当工房に製作の御下命が
平成21年10月31日から11月4日までの間、その美しい姿から「太平洋の白鳥」と称えられる白亜の帆船「日本丸」が佐伯港に寄港しました。この寄港に際して、佐伯市から日本丸への寄港記念品として当工房の神楽面が採用されました。記念品になった神楽面は、旧藩政時代から佐伯領内に伝わる「佐伯神楽」の「御綱」の舞に使われる綱神楽面の面相で、当工房が御下命をいただき、8月末から製作にかかっていたものです。
佐伯神楽「御綱」の舞とは
「御綱」の舞は綱神楽面を付けた舞手が縦横に張り巡らした晒し布を切っていく神楽です。これは、「スサノオノミコト」が「ヤマタノオロチ」を退治する場面をあらわしたもので、このスサノオノミコトという神様は、実は海の神様で、海運、造船などをつかさどります。このように、海のまち佐伯に連綿と伝わる佐伯神楽の神楽面は、海事思想の普及と海事の振興・安全を推進する「日本丸」への記念品として、図らずもまさに最適の贈り物と言えます。
入魂の舞で盛大に歓迎
入港の夜の歓迎レセプションの際、記念品であるこの御面で実際に「御綱」の舞を舞って、入魂をしたのち佐伯市から船長様に贈呈されました。日本丸の乗組員と実習生は神楽を大いに楽しみ、大変感動した様子で、歓迎レセプションにふさわしい御面の披露と入魂になりました。寄港中、船内をご案内下さった船長様のお話では、当工房が解説した説明書に基づいて、この神楽面の由来と働き、ご利益などを乗組員と実習生に説明をされたとのことで、大変喜んでいただきました。
当工房の栄誉ある船出に
千歳一隅のこの機会に当工房の神楽面が採用されたことは、この上ない名誉で、自信と責任とが相交わる万感を胸に、この御面の製作の間、終始大いなる感動と手ごたえを満身に覚えながら鑿を進めていきました。今回の御下命は、当工房にとりましても栄誉ある大きな船出であり、今後の面打ち活動という航海にとっての力強い励みとなりました。

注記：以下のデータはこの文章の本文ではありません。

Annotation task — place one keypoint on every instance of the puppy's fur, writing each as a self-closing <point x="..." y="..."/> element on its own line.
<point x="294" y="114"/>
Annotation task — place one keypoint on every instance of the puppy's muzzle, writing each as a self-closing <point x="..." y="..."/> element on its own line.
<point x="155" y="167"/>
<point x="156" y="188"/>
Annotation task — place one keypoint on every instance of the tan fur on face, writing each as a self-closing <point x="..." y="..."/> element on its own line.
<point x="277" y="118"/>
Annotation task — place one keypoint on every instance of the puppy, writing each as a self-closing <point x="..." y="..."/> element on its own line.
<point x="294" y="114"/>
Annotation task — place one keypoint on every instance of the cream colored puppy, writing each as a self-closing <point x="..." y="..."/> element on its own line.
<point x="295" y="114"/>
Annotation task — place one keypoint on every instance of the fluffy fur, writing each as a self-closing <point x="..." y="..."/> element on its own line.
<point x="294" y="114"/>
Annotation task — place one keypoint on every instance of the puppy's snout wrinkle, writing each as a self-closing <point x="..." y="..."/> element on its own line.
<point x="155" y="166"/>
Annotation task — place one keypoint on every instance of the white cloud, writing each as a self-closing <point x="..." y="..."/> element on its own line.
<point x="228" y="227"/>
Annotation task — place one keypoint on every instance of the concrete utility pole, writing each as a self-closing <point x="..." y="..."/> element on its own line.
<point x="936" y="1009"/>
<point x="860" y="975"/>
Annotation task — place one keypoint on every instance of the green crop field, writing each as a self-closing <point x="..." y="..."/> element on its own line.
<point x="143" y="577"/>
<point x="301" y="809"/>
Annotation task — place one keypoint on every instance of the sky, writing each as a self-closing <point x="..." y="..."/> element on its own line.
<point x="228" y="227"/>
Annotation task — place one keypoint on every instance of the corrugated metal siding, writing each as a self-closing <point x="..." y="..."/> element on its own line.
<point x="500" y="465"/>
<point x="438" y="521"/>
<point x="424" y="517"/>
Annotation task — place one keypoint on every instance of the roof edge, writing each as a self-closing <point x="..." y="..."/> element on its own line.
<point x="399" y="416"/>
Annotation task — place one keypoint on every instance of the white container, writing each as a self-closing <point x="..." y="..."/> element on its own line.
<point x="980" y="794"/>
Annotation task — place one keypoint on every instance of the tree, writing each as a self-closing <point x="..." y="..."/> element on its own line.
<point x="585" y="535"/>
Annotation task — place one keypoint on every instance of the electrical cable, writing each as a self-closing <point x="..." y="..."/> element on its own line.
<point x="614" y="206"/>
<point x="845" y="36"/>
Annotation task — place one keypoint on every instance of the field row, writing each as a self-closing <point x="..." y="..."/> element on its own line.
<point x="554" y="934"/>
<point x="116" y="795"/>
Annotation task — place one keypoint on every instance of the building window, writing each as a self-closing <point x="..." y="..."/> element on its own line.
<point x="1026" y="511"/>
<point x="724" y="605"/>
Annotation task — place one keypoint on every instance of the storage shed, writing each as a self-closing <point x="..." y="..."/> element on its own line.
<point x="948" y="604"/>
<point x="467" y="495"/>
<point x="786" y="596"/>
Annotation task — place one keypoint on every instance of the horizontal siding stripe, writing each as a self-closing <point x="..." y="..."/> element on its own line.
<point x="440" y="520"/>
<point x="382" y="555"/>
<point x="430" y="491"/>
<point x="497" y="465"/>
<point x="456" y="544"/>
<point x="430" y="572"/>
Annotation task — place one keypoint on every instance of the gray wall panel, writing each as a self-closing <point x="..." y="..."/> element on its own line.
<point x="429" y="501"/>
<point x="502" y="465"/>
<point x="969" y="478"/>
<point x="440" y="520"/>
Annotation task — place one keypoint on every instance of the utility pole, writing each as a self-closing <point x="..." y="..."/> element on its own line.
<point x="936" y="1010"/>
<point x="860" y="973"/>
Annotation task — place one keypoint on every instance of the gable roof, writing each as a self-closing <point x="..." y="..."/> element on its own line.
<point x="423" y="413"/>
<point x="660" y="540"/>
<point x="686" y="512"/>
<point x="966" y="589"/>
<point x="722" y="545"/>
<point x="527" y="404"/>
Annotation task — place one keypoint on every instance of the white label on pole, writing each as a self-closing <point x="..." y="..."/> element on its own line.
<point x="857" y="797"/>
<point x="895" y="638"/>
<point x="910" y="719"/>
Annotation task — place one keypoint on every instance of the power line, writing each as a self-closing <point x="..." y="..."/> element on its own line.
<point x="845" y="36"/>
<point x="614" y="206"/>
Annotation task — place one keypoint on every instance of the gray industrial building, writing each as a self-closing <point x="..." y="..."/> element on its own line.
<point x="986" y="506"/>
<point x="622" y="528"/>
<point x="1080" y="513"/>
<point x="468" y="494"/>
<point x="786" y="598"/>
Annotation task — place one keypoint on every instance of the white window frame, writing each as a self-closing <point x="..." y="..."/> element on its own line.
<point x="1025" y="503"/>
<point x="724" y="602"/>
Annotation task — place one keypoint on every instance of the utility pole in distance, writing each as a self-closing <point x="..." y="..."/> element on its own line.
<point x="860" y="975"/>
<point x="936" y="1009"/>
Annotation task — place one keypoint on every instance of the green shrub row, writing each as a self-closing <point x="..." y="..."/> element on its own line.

当工房でお生まれになったスサノオノミコトの御面が本領である海の世界で、日本丸と船長様はじめその関係者を末永く祝福し見守っていってくれることを心からお祈り申し上げます。
この機会を下さった市の関係者をはじめ実行委員会の皆様、入魂の舞を奉納された宮司、祭員の皆様、そのほか各関係者に心からお礼を申し上げ、ご披露、ご報告といたします。